The door creaked a little as it was pushed open to reveal warm, wooden floors and furniture all bathed in the soft glow of the sunlight spilling in through the windows. Stepping inside, Kavin gestured for his guest to take a seat. He himself moved to the counter that separated the kitchen from the living room and grabbed one of the many bowls strewn about the surface. Glancing over it to make sure it was clean, he turned to the hearth where he always kept a pot of water simmering over low flames.

"Hold out your arm," he instructed, taking a seat across from his guest and opening the chest of supplies that sat on the table between them. Amayo obliged, revealing that someone had wrapped a piece of torn cloth around the limb. Kavin set about unwinding it with careful fingers. "I thought the Temple assigned you to the players' guild this time. After the incident with the boats last year…"

"They did." Amayo looked away in embarrassment. "It was an accident. I tripped."

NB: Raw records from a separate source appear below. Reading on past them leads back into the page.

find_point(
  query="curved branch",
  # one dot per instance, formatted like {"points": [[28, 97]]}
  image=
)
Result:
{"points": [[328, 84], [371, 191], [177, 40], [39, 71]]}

The healer's eyebrows rose as he studied the injured arm. "And the stage swung a sword at you."

Amayo winced. "No, no, I ran into one of the acrobats practicing a sword routine and ended up knocking us both off stage."

"Be glad you missed anything vital, but I suggest you be more careful—not that you ever seem to listen to me. Will I be seeing this acrobat here shortly as well?

"No. He's fine."

"That's good then. Hold still. If this isn't clean, you're going to have a lot more to deal with than a little stinging."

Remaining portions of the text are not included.